Este Liberalismo Clásico sufriría una ruptura con motivo de la Revolución Francesa. Ante los fenómenos revolucionarios de este país a finales del siglo XVIII y principios del siglo XIX, el movimiento liberal se escindiría en dos: aquellos liberales que consideran que la Revolución no puede traer sino efectos positivos permitiendo extender la idea de la libertad incluso en aquellos países que parecían totalmente sometidos al yugo de la Monarquía Absoluta (que recibirían el nombre de Radicales o Progresistas) y aquellos que ven en la amenaza del radicalismo revolucionario un riesgo igual o mayor del que suponía el despotismo (a los que se conoce como Liberal-Conservadores). La primera línea vendría de la mano de Thomas Paine y llegaría hasta John Rawls ya a finales del siglo XX. La segunda, comenzaría con Edmund Burke y llegaría hasta figuras como Robert Nozick o Friedrich Hayek.

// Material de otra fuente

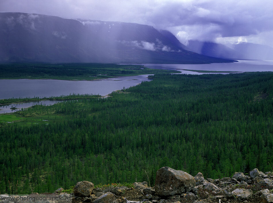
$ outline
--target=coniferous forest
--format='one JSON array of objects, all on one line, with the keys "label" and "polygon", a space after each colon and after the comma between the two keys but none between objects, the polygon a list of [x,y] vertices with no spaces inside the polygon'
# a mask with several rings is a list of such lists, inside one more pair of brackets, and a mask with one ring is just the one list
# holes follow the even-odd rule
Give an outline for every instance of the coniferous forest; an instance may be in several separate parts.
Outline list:
[{"label": "coniferous forest", "polygon": [[1,194],[146,181],[145,171],[151,185],[164,166],[214,179],[273,170],[272,72],[151,77],[14,113],[46,123],[0,122]]}]

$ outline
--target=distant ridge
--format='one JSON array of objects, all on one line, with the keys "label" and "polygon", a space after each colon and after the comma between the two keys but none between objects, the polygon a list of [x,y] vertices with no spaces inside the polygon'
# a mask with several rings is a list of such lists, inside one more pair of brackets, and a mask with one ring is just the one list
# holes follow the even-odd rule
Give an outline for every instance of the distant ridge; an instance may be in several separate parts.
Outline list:
[{"label": "distant ridge", "polygon": [[0,13],[0,62],[205,63],[166,30],[136,23]]},{"label": "distant ridge", "polygon": [[273,60],[273,48],[245,42],[226,45],[197,40],[189,41],[185,49],[214,57],[241,60]]}]

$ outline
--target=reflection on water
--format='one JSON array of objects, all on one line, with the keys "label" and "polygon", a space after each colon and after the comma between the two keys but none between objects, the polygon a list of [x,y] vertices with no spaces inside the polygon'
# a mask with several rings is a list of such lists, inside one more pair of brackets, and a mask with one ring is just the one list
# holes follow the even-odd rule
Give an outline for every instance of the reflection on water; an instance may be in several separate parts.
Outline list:
[{"label": "reflection on water", "polygon": [[[7,105],[0,105],[0,114],[11,113],[20,111],[22,108],[27,108],[34,105],[45,105],[49,106],[53,105],[60,102],[63,102],[65,101],[56,101],[56,100],[45,100],[38,102],[25,102],[17,104],[11,104]],[[11,108],[16,108],[16,109],[10,109]]]},{"label": "reflection on water", "polygon": [[[35,96],[58,96],[76,94],[104,96],[113,91],[136,85],[151,79],[148,75],[102,79],[92,81],[57,80],[0,80],[0,99]],[[1,103],[0,100],[0,103]]]},{"label": "reflection on water", "polygon": [[174,70],[182,74],[200,74],[197,72],[181,69],[239,72],[273,71],[273,61],[243,61],[232,63],[211,64],[143,64],[146,67],[159,69]]},{"label": "reflection on water", "polygon": [[[151,68],[175,70],[182,74],[200,75],[203,73],[182,69],[241,72],[273,71],[273,61],[243,61],[233,63],[211,64],[144,64]],[[228,74],[224,73],[222,74]],[[136,85],[142,81],[151,80],[148,75],[106,78],[92,81],[70,81],[55,80],[0,80],[0,100],[9,98],[38,96],[40,98],[76,94],[105,96],[113,91]],[[0,100],[0,103],[1,100]],[[14,112],[36,105],[53,105],[63,101],[50,100],[0,106],[0,113]]]}]

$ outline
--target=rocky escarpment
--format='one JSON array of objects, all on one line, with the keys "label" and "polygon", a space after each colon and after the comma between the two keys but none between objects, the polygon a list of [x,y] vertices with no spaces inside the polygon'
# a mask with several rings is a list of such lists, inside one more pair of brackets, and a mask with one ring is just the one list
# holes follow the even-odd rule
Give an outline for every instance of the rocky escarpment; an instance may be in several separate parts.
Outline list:
[{"label": "rocky escarpment", "polygon": [[[264,173],[255,169],[248,174],[236,172],[231,177],[205,179],[201,173],[194,177],[165,167],[157,172],[154,187],[148,187],[145,181],[134,183],[134,187],[131,188],[123,186],[103,190],[94,188],[93,183],[84,181],[77,183],[70,195],[73,203],[273,203],[273,172]],[[53,194],[69,195],[61,192],[63,190],[58,188]],[[1,195],[0,198],[7,195]],[[7,201],[0,202],[26,202]]]}]

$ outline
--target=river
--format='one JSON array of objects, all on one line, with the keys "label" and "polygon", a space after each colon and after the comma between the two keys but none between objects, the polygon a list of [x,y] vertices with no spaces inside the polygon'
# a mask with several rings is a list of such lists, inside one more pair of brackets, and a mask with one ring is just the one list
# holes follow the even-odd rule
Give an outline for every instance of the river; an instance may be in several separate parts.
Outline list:
[{"label": "river", "polygon": [[[182,69],[240,72],[273,71],[273,61],[242,61],[233,63],[201,64],[143,64],[145,67],[156,69],[175,70],[180,74],[204,74]],[[136,85],[142,81],[148,81],[148,75],[120,77],[92,81],[71,81],[56,80],[0,80],[1,99],[9,98],[43,98],[51,96],[77,94],[93,94],[105,96],[113,91]],[[18,111],[12,107],[21,109],[37,104],[53,105],[60,101],[43,101],[13,104],[0,106],[0,113]]]}]

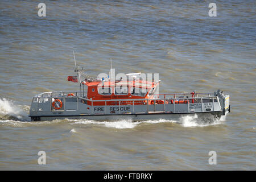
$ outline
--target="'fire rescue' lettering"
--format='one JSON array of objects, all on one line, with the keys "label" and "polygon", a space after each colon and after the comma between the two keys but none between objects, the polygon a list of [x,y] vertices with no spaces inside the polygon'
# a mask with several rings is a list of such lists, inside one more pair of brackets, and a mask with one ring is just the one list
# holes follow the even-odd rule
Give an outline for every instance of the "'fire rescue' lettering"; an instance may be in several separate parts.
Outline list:
[{"label": "'fire rescue' lettering", "polygon": [[[94,107],[94,111],[104,111],[104,107]],[[110,107],[109,111],[119,111],[119,107]],[[130,111],[131,107],[130,106],[120,106],[120,111]]]}]

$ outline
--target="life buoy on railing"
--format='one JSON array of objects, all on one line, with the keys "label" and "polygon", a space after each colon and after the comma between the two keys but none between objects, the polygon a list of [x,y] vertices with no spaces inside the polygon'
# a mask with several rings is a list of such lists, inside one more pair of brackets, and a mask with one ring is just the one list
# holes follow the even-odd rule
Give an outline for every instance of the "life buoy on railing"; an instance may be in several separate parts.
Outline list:
[{"label": "life buoy on railing", "polygon": [[[57,106],[59,107],[55,106],[55,104],[56,104],[56,102],[59,102],[59,105],[57,105]],[[52,102],[52,107],[53,107],[54,109],[55,109],[55,110],[60,109],[62,107],[63,105],[63,104],[61,101],[59,99],[56,99],[56,100],[54,100],[53,102]]]},{"label": "life buoy on railing", "polygon": [[75,96],[75,94],[73,93],[71,93],[68,94],[68,97],[69,96]]}]

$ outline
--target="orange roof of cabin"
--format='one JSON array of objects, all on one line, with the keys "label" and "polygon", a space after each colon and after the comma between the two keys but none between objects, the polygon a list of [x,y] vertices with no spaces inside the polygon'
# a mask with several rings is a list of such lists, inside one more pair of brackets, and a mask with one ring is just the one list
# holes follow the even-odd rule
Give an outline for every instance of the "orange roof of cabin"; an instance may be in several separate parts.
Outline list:
[{"label": "orange roof of cabin", "polygon": [[[103,82],[104,86],[118,86],[118,85],[127,85],[130,86],[142,87],[142,88],[151,88],[155,86],[155,82],[152,81],[146,81],[142,80],[135,80],[135,81],[106,81]],[[97,86],[100,84],[102,84],[102,81],[94,81],[92,82],[86,82],[85,85],[88,86]],[[102,85],[103,86],[103,85]]]}]

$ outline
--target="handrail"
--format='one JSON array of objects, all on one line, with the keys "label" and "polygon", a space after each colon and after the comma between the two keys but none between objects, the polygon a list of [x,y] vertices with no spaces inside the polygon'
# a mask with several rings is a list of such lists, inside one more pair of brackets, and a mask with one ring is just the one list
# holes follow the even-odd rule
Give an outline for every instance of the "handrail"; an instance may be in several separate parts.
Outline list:
[{"label": "handrail", "polygon": [[[134,98],[134,99],[113,99],[113,100],[93,100],[90,99],[88,99],[85,97],[82,97],[80,96],[73,96],[73,97],[76,97],[84,100],[86,100],[88,101],[93,101],[93,102],[105,102],[105,101],[147,101],[147,100],[150,100],[150,101],[159,101],[159,100],[192,100],[192,99],[200,99],[200,98],[204,98],[204,99],[207,99],[207,98],[216,98],[217,96],[211,96],[211,97],[185,97],[185,98]],[[69,98],[67,96],[56,96],[56,97],[38,97],[36,96],[33,97],[33,98]],[[72,98],[72,97],[71,97]]]}]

A nuestro juicio, esta clasificación adolece de dos grandes defectos. El primero de ellos es que con su simplismo es incapaz de comprender y encuadrar el pensamiento de autores como Alexis de Tocqueville, que siendo un gran crítico (posiblemente el mayor de su tiempo) con el proceso de la Revolución Francesa es en cambio ciertamente favorable a la nueva sociedad democrática tal cual se plasma en la naciente nación Norteamericana. El segundo de los problemas, que seguramente no escapará a quien haya estado pendiente del contenido del blog, es que esa clasificación concibe realmente que es posible separar la libertad política de la civil convirtiendo automáticamente en Radicales a los que defienden la primera y en Conservadores a los que apuestan por la segunda. Es decir, para los que clasifican así el Liberalismo parece indicarse que, al menos desde la Revolución Francesa, es ciertamente imposible conciliar ambas clases de libertades, algo que según nosotros hemos expuesto no sólo es posible sino que se convierte en un requisito indispensable para todos los que se afirman así mismos como Liberales.

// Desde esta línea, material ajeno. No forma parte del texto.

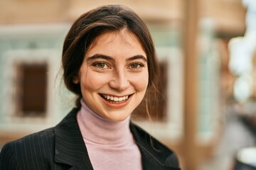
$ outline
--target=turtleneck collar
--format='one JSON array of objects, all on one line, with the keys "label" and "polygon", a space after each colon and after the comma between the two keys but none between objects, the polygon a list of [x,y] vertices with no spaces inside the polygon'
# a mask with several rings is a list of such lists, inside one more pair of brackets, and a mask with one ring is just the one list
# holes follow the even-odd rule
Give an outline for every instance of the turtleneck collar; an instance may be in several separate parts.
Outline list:
[{"label": "turtleneck collar", "polygon": [[113,122],[95,113],[82,99],[81,104],[77,118],[85,143],[122,147],[133,140],[129,126],[129,117]]}]

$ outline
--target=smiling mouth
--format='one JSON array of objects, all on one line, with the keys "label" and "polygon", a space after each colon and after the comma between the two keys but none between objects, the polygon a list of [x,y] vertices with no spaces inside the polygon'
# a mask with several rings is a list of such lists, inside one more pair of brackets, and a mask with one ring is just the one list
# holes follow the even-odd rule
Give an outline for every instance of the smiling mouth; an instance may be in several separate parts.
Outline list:
[{"label": "smiling mouth", "polygon": [[129,97],[132,95],[127,95],[121,97],[117,97],[107,94],[100,94],[100,96],[107,102],[110,102],[112,103],[118,103],[126,101],[127,100],[128,100]]}]

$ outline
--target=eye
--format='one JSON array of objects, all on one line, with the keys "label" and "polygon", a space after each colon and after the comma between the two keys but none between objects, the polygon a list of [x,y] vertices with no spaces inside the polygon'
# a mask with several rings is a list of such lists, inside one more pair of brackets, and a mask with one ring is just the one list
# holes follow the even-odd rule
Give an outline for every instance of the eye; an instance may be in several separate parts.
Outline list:
[{"label": "eye", "polygon": [[143,67],[144,67],[144,64],[141,62],[133,62],[129,66],[132,69],[138,69]]},{"label": "eye", "polygon": [[92,66],[95,67],[98,69],[108,69],[110,67],[107,66],[107,63],[105,62],[97,62],[92,64]]}]

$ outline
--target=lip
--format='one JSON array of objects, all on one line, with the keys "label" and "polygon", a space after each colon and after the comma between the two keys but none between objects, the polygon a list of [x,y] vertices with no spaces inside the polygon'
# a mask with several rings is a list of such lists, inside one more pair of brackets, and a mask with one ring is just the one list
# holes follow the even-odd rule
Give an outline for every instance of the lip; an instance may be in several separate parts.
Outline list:
[{"label": "lip", "polygon": [[115,96],[115,97],[123,97],[123,96],[128,96],[128,98],[126,101],[117,101],[117,102],[107,101],[107,100],[105,100],[105,98],[104,97],[102,97],[102,95],[105,95],[105,94],[100,94],[100,97],[102,98],[102,103],[107,108],[109,108],[110,109],[118,109],[118,108],[124,108],[129,103],[129,102],[131,101],[131,98],[132,98],[133,94],[124,95],[124,96],[114,96],[114,95],[109,95],[109,96]]}]

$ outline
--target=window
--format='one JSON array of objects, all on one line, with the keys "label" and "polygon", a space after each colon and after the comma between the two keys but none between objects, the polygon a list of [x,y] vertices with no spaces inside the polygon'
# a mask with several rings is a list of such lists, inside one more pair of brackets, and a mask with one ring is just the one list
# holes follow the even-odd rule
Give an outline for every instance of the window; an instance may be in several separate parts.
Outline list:
[{"label": "window", "polygon": [[21,64],[17,68],[18,108],[21,116],[43,116],[46,113],[47,64]]}]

Más clara nos parece la división llevada a cabo por Friedrich Hayek. Sin abandonar la simpleza, y por lo tanto el carácter didáctico diferencia dos grandes tendencias en el pensamiento liberal, que más alla de compartir denominación ("liberalismo") tendrían poco en común.

La primera de las tradiciones (en la que se inscribe el propio Hayek) se desarrollaría en Inglaterra entre los tiempos que van desde los "Old Whigs" a finales del siglo XVII hasta la era Gladstone a finales del XIX. Entre sus representantes típicos en Inglaterra, Hayek distingue a David Hume, Adam Smith, Edmund Burke, T.B. Macaulay o Lord Acton. Además esta tradición llegaría también a otros lugares contando con figuras como Benjamin Constant y Alexis de Tocqueville en Francia; Immanuel Kant, Wilhem von Humboldt y Friedrich von Stiller en Alemania; así como James Madison, John Marshall y Daniel Webster en los Estados Unidos de América. Aunque Hayek no lo señala, también España contaría con algunas figuras de importancia que podrían ser claramente incluidas en esta tradición como serían los casos de Gaspar Melchor de Jovellanos o de Bernardo Jerónimo Feijoo, además de varios liberales gaditanos.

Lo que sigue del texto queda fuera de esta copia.